Background: In all industrialized countries, injuries constitute the primary public health problem during adolescence; study of long-term outcome of injuries to adolescents remains poor.
Population and methods: A longitudinal epidemiological study performed on 8,140 students in 17 secondary schools in Paris and the Department of the Côte-d'Or followed the development over one year of 777 adolescents who had injuries in 1990. All injuries, both within and outside school, were included if they fulfilled the following criteria: school absence or excused from vocational training exceeding or equal to 2 days, or excused from physical education classes for at least 14 days.

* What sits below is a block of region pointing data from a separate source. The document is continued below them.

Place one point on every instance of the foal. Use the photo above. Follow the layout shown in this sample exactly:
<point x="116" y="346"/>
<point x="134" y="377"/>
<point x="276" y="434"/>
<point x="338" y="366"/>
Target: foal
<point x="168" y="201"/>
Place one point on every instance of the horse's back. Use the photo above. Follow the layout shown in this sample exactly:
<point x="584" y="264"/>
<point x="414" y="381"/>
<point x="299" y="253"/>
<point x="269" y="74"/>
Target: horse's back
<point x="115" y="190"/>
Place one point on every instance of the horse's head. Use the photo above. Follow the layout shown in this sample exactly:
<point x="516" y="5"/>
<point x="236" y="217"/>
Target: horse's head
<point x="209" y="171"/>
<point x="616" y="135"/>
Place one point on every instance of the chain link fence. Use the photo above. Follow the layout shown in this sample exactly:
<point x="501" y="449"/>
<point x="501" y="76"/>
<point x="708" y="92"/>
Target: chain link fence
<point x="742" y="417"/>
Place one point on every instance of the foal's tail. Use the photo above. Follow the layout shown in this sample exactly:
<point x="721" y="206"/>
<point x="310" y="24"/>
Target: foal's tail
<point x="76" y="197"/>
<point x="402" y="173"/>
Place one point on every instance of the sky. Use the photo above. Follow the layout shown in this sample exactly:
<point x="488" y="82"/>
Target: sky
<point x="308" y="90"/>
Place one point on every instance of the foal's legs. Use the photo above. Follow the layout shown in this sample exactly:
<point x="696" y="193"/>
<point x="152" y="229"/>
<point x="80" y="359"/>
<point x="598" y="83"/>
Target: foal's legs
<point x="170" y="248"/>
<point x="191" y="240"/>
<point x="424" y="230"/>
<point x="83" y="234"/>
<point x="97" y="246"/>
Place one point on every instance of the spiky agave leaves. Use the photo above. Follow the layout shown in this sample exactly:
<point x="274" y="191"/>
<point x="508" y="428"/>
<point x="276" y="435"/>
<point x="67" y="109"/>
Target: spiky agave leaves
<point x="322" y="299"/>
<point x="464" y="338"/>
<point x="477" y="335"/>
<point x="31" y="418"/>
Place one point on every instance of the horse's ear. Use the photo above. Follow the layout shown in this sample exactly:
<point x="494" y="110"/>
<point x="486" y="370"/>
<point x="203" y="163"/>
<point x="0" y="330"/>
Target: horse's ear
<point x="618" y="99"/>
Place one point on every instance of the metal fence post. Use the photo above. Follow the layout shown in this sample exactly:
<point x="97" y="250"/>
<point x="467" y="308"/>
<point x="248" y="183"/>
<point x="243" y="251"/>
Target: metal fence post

Results: One year after the injury, 13% of the adolescents were still bothered by their injury, especially those who were older and the girls. Among described impairments, musculo-skeletal problems (88% of cases) were the major difficulty. These impairments were primarily in the lower limbs (53%). Unaesthetic scars were found in 17% of cases, and a psychological impact was found in 16.5% of the adolescents. The presence of sequelae was related to the type of initial lesion (present in 24% of head injuries and in 16% of cases affecting the lower limbs). The most serious difficulties were caused by dislocations, serious sprains and fractures. One year after the injury, sequelae were serious in 10% of those adolescents still experiencing problems; they had some impact on the daily life of the adolescents in 36% of cases, that is, 5% of all adolescents experiencing an injury. These sequelae were responsible for a high level of consumption of medical services.
Conclusions: Although observed sequelae were relatively minor, the high frequency of injuries during adolescence, as well as their high economic costs, justify the most appropriate care available for victims of injuries, even those which appear benign. In addition, longitudinal studies should be prepared using adapted tools (scales for the evaluation of the gravity of injury sequelae).